Cinquanta milioni di euro, circa 100 miliardi delle vecchie lire. È il maggior compenso ricevuto nel 2012 dai cento principali dirigenti delle società italiane quotate in Borsa rispetto all'anno precedente. I «salari» elargiti nello scorso esercizio, ha rivelato un'analisi elaborata dal Sole24Ore, sono ammontati a 402 milioni di euro, a fronte dei 352 milioni del 2011.
Potrebbe sembrare che i manager se ne siano infischiati della crisi e si siano «premiati» più del dovuto. Ma il condizionale è d'obbligo. La recessione globale ha generato risultati economici deludenti che hanno costretto molte aziende a cambiare guida. E su ogni manager «liquidato» fiocca quasi sempre una buonuscita monstre. In secondo luogo, è ormai prassi consolidata «stipendiare» i dirigenti con azioni della società. E nel 2012 la voce «azioni» ha fatto lievitare molte paghe.
È il caso del leader di questa speciale classifica: l'amministratore delegato di Fiat e presidente di Fiat Industrial, Sergio Marchionne, che l'anno scorso ha guadagnato 47,9 milioni lordi. Per le due cariche ha ricevuto circa 7,2 milioni (4,3 da Fiat e 2,9 da Industrial), i restanti 40,7 milioni provengono da 8 milioni di azioni gratuite (4 del Lingotto e 4 della «sorella») che gli erano state assegnate gratis nel 2009. Giusto per restare a Torino, è da notare come il presidente di Ferrari e vicepresidente di Unicredit (nonché consigliere Fiat e Tod's), Luca Cordero di Montezemolo, guadagni più di John Elkann (5,6 milioni contro 3,4) che però ha le chiavi di tutto l'impero in quanto alla guida della cassaforte di famiglia.
Analogamente, non è un caso che dal secondo al quinto posto si trovino manager che nel 2012 hanno esercitato le proprie stock option (pacchetti di azioni acquistabili a un prezzo fisso che determina grandi plusvalenze se inferiore alle quotazioni di Borsa). Luigi Francavilla (28,8 milioni), Roberto Chemello (15,4 milioni) e Andrea Guerra (14,2 milioni) di Luxottica hanno incassato il grosso dei compensi grazie ai titoli distribuite dal gruppo di Leonardo Del Vecchio. Idem per Federico Marchetti (22,6 milioni), il fondatore di Yoox, piattaforma web della moda.

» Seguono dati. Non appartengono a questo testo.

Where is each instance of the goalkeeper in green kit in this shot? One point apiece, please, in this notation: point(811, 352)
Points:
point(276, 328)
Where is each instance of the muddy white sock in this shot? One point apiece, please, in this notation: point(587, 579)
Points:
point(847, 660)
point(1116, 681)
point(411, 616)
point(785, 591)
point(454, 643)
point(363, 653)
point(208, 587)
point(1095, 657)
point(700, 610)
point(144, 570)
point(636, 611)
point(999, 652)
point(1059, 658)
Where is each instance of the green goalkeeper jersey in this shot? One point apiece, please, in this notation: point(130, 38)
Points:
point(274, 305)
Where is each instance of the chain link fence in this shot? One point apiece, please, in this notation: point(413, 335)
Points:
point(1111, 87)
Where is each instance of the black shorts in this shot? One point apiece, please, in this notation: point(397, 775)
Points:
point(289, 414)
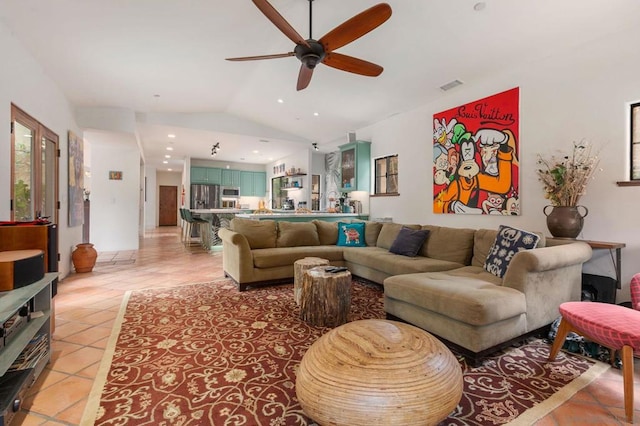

Discorso diverso per le «superbuonuscite». Al settimo posto c'è l'ex ad di Generali Giovanni Perissinotto (11,6 milioni di cui 10,6 di «esodo»), all'ottavo Diego Bolzonello di Geox (10,8 - 9,6). Al dodicesimo posto Pietro Franco Tali di Saipem, costretto al passo indietro dal «caso Algeria» (6,9 - 3,8). Più in giù si trovano Piergiorgio Peluso di Fonsai (4,9 - 3,8) e Antonello Perricone di Rcs (3,9 - 3,3). Eccezion fatta per la controllata Eni, si tratta di società che non hanno brillato e, in alcuni casi, come Fonsai e Corriere, hanno avuto bisogno di un aumento di capitale per evitare di portare i libri in tribunale.
Per trovare uno stipendio senza voci «extra» si deve arrivare al nono posto con i 9,3 milioni dell'ad di Ferragamo Michele Norsa che precede i capi di Eni Paolo Scaroni (6,7 milioni) e di Enel Fulvio Conti (3,9 milioni).
Infine, due piccole annotazioni. Il primo esponente del capitalismo famigliare tradizionale è Giampiero Pesenti, al quindicesimo posto con 5,2 milioni. Più indietro Marco Tronchetti Provera (3,7 milioni) e Alberto Bombassei di Brembo (2,7 milioni).